Difference from last entry: – (new starting point)
When you first start losing weight, everything is great. However, you lose weight far too fast to really be able to keep it off. There are a number of factors that might contribute to this. Mine was losing weight through the SlimFast diet. I was shedding pounds at a rate of four or five a week. (Healthy weightloss is between one and two pounds per week).
After the wonderful start and the drastic weight loss, old habits start to creep in. As they do, the person begins to regain the weight. After a certain amount of weight has been regained, the person tries going back to the diet that allowed them to lose weight so quickly before. But this time it is much harder to lose weight.
The person gets discouraged, and reverts back to the old habits. The person’s weight starts going up quickly. The person might try dieting one or two more times, but eventually they give up. More often than not, they weigh more before when they started dieting.
When I first posted the above quote, I never thought that I would be living it again. And yet, that is exactly what I have done. This quote, which I first published in these pages when I started this journal in 1997, could be a script for what I have lived through the last couple of years. This is not a good thing.
I am fairly certain that I have never weighed over 300 pounds in my life. (I can’t be 100 percent sure; there were quite a few years when I refused to go near a scale, for fear of what it would say.) Now I am well above the 300 pound mark. Why? What caused me to gain back not just what I lost, but an extra 15 pounds to go on top of that?
I think I am going to spend the next few weeks trying to determine exactly what caused this slip in my self control. What caused me to give in so completely to my old habits. Every single one of the bad habits I have written about in this journal are back, and back with a vengance. When was it that I completely lost control? That’s another point I’ll be examining in this journal.

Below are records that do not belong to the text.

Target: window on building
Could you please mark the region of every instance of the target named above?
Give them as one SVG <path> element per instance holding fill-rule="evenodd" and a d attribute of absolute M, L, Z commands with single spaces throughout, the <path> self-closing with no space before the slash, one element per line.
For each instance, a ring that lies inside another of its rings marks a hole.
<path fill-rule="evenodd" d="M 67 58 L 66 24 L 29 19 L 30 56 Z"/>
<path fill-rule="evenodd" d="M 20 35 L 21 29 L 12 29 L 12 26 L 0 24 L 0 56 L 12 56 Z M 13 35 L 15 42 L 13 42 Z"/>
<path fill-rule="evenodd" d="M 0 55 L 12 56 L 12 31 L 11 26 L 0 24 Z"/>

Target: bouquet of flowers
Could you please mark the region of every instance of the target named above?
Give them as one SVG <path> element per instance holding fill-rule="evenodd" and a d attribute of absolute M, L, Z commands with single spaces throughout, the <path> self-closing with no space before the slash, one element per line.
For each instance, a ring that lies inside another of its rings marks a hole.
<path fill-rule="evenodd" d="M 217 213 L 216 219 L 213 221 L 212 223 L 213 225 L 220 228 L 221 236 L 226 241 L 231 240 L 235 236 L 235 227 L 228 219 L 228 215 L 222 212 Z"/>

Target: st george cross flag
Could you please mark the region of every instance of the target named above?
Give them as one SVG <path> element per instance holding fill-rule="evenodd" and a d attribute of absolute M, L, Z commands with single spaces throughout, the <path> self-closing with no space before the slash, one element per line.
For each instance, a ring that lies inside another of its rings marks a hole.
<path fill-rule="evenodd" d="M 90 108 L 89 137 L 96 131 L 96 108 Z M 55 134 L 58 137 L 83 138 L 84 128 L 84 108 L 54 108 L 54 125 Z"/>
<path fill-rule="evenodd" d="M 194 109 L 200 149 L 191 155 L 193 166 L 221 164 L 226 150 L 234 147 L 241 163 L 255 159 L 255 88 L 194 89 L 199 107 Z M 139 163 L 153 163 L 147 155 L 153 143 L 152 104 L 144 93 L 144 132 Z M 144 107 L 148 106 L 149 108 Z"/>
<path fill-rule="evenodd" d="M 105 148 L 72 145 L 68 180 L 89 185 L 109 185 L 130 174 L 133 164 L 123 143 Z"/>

It is now time to try to get back into the swing of things. Over the last 18 months or so, I’ve learned that I can’t just blindly jump into a weight management program and expect it to work. I have to do this with both eyes open. I have to prepare myself for this, mentally and physically. This is also a theme that I’ll be examining over the next few weeks in this journal.
This week’s entry is more of a starting point than anything else. I am putting myself on alert; I cannot afford to gain any more weight. I am in prime heart attack shape right now; I don’t want to be a heart attack victim! I need to gain control of my weight, both mentally and physically. I need to stop being such a slave to food. I need to make changes now. Not tomorrow, but now.
As for those of you who still read this journal, first, thank you for not giving up on me! It’s been eight months since the last journal update. I cannot beleive that you still stop by! [grin] Hopefully, you will be able to use what I have done to myself as an example of what NOT to do. And maybe, just maybe, we can start down the road to healthiness together.
Lao Tzu, the man credited with writing the most ancient Taoist text, the Tao Te Ching, writes that a journey of a thousand miles begins with a single step. This journal entry, my friends, is my first step. I am starting down the road of a thousand miles (or, in this case, of 100 pounds). I hope you will join me!